As the size of LDL particles changes from the largest to the smallest, the relative contents of cholesterol and phospholipids are significantly reduced, while TG and protein are significantly increased. The significant conformational changes in apolipoprotein B‐100 on the surface of LDL particles leaded to decrease in LDL receptor affinity, plasma clearance and antioxidant capacity [39]. Previous study confirmed that most of sdLDL apolipoprotein B‐100 was derived from the transformation of lbLDL or even directly from VLDL apolipoprotein B‐100. Moreover, sdLDL apolipoprotein B-100 stayed much longer in plasma (74 h) than lbLDL apolipoprotein B-100 (40 h) [40]. Ikezaki et al. indicated that small dense LDL was the most atherogenic lipoprotein parameter for its longer plasma residence time and smaller size [41]. These properties gave sdLDL-C more time for desialylation, glycation and oxidation, made it easier to penetrate endothelial cells and easily be swallowed by macrophages through modified LDL receptors [31]. Krychtiuk et al. showed that sdLDL-C was associated with an increase of non-classical monocytes (NCM; CD14 + CD16 + +) and a decrease of classical monocytes (CM; CD14 +  + CD16-) [42]. In a prospective study within the Women’s Health Study, sdLDL-C was a strong risk factor for MI but not peripheral artery disease (PAD), which indicated that elevated sdLDL-C may be relevant to instability and vulnerability plaque rather than the more stable plaque [32].
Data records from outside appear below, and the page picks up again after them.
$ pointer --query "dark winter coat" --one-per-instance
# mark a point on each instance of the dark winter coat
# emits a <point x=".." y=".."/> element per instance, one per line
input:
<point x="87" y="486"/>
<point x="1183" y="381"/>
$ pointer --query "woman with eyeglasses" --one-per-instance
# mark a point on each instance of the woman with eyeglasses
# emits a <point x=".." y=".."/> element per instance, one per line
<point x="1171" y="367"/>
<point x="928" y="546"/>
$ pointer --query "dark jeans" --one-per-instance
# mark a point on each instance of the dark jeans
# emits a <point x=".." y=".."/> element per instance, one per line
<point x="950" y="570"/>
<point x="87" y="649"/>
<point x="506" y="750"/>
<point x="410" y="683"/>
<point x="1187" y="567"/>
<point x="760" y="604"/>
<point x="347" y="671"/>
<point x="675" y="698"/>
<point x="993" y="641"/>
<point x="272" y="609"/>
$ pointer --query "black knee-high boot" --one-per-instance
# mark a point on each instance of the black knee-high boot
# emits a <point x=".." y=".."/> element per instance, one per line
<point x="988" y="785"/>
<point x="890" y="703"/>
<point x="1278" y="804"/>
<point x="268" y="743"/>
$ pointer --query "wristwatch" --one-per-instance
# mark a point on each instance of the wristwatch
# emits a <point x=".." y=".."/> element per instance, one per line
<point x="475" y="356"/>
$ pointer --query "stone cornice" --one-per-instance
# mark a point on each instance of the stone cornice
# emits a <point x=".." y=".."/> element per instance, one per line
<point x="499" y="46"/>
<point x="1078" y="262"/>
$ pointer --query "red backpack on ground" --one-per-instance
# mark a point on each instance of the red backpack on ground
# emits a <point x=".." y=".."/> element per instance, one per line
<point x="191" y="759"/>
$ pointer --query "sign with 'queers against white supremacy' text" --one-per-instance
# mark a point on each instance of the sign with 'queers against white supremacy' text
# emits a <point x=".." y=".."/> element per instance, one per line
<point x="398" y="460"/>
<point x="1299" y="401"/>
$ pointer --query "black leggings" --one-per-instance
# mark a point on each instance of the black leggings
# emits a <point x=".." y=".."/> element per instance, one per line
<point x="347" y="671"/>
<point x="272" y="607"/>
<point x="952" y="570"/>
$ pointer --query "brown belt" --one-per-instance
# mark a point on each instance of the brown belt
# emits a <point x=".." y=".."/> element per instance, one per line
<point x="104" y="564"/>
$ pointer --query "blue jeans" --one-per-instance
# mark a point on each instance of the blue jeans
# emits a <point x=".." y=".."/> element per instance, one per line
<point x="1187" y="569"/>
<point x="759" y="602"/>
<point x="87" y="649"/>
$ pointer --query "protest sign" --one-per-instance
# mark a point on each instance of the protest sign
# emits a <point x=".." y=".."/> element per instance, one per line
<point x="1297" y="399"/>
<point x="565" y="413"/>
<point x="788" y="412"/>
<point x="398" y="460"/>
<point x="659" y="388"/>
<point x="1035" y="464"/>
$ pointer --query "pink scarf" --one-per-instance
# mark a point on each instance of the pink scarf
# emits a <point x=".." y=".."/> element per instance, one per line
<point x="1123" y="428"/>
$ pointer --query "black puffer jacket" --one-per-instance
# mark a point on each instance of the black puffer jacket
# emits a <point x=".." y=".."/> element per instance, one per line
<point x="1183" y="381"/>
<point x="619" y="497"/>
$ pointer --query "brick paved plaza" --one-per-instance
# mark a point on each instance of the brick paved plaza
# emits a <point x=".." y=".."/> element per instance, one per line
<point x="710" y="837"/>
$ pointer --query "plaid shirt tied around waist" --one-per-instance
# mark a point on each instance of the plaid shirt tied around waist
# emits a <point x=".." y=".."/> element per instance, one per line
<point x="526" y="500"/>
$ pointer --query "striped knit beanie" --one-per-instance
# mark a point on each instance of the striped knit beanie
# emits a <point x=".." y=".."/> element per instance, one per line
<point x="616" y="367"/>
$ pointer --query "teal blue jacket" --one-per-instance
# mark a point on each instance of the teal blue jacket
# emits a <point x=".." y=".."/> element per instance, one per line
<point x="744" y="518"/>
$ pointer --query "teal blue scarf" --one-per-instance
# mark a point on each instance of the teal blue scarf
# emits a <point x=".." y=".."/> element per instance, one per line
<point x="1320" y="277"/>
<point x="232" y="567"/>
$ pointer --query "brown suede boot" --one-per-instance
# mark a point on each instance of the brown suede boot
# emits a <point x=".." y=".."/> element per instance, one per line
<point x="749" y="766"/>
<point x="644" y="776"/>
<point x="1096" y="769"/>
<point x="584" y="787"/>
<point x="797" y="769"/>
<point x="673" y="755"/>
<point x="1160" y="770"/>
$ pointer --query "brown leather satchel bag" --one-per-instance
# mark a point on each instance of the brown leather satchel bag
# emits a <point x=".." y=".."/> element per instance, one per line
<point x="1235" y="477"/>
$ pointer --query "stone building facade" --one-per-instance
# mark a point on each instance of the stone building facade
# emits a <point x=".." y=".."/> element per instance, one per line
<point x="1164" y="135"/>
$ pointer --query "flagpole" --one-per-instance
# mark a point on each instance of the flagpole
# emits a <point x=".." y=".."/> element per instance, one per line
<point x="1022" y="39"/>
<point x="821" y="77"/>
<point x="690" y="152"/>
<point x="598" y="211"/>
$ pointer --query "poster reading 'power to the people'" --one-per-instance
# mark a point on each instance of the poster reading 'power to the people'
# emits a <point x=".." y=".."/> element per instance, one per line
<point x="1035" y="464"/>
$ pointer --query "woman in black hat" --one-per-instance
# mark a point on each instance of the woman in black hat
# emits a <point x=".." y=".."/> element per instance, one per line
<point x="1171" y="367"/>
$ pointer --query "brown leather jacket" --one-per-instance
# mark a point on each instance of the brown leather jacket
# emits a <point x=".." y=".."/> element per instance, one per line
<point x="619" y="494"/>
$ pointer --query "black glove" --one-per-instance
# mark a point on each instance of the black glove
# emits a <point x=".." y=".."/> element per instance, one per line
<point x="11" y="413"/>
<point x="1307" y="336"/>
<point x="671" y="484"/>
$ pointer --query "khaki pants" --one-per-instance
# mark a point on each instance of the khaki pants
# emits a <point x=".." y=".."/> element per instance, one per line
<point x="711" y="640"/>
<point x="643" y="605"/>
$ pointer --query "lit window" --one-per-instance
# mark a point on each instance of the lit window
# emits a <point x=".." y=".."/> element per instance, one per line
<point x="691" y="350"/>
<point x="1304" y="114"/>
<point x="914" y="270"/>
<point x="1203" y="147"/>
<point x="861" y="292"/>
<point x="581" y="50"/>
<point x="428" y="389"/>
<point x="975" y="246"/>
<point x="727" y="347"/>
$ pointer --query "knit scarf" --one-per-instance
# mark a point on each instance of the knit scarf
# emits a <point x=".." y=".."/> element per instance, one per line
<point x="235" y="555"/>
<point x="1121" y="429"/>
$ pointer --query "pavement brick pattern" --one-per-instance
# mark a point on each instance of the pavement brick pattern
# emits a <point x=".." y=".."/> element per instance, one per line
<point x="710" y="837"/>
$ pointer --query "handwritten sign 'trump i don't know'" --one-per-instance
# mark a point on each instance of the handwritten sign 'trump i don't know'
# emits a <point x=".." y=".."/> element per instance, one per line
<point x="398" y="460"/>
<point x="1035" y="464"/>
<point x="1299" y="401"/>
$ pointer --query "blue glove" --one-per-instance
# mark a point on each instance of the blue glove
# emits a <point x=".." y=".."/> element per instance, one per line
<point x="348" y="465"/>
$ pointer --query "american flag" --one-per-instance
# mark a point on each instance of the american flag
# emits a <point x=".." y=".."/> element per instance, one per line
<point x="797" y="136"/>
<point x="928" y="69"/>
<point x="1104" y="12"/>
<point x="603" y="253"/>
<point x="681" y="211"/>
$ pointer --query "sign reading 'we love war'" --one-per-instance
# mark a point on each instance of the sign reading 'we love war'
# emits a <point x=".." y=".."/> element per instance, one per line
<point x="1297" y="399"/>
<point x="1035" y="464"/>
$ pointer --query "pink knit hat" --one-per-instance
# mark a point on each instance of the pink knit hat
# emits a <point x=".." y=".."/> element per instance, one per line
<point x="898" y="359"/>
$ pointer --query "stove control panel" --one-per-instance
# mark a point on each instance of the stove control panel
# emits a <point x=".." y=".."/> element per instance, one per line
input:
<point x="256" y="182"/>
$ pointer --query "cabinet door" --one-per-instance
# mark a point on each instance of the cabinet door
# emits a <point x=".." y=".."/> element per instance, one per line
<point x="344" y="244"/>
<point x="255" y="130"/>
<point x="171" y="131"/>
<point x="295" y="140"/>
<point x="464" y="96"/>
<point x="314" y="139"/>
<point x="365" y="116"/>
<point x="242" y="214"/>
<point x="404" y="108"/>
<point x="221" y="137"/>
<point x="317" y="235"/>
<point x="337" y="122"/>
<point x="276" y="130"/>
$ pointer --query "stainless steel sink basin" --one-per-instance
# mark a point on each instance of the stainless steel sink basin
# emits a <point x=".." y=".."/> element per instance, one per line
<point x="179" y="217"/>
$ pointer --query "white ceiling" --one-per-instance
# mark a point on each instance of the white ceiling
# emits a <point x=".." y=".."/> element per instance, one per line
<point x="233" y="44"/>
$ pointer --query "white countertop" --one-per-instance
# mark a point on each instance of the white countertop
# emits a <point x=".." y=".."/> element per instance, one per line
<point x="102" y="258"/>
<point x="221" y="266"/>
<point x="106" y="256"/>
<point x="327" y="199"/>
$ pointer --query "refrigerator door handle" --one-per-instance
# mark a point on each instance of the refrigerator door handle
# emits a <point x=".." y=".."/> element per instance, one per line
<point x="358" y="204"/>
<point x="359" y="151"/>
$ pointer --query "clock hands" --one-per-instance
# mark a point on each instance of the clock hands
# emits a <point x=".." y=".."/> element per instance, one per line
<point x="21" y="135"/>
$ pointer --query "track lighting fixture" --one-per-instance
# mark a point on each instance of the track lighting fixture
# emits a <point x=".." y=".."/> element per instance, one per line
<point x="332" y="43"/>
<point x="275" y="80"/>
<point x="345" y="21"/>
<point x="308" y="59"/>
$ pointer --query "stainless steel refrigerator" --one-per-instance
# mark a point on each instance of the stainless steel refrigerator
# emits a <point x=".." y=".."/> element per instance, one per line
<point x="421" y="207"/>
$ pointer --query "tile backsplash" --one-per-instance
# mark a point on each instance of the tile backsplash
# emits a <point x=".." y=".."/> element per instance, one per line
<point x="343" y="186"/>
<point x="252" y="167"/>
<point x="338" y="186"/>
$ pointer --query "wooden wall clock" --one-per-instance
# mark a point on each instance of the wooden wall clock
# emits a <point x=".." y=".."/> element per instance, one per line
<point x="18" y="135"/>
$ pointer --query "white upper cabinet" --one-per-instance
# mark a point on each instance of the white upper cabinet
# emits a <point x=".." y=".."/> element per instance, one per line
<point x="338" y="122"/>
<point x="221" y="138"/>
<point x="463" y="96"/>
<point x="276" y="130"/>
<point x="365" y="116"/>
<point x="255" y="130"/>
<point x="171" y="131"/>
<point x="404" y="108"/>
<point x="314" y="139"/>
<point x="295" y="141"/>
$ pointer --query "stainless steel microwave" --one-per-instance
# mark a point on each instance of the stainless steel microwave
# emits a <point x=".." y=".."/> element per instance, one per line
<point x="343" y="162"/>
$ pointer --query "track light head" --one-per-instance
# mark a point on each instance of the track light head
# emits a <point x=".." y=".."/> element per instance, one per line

This study has several limitations to consider. First, our results may be affected by residual confounding in this observational study. Second, there may be a significant decrease in sdDL-C in patients with AMI, but our study still found a close relationship between preoperative sdLDL-C concentration and prognosis. In addition, we collected blood samples immediate after admission to reducing the effect on sdLDL-C. Third, time-dependent analysis was not available for only once measurement of sdLDL-C at baseline. Fourth, unable to obtain follow-up information of medical treatments may bias the results. Finally, current research findings may not be generalizable to other ethnic groups because the participants in our study were only Chinese. Therefore, our findings should be confirmed in other ethnic populations.


Among Chinese patients with ACS undergoing PCI, patients with high sdLDL-C were at a higher risk of developing CV. These findings may help identify high-risk patients with cardiovascular events beyond LDL-C and those patients may benefit from more aggressive therapy.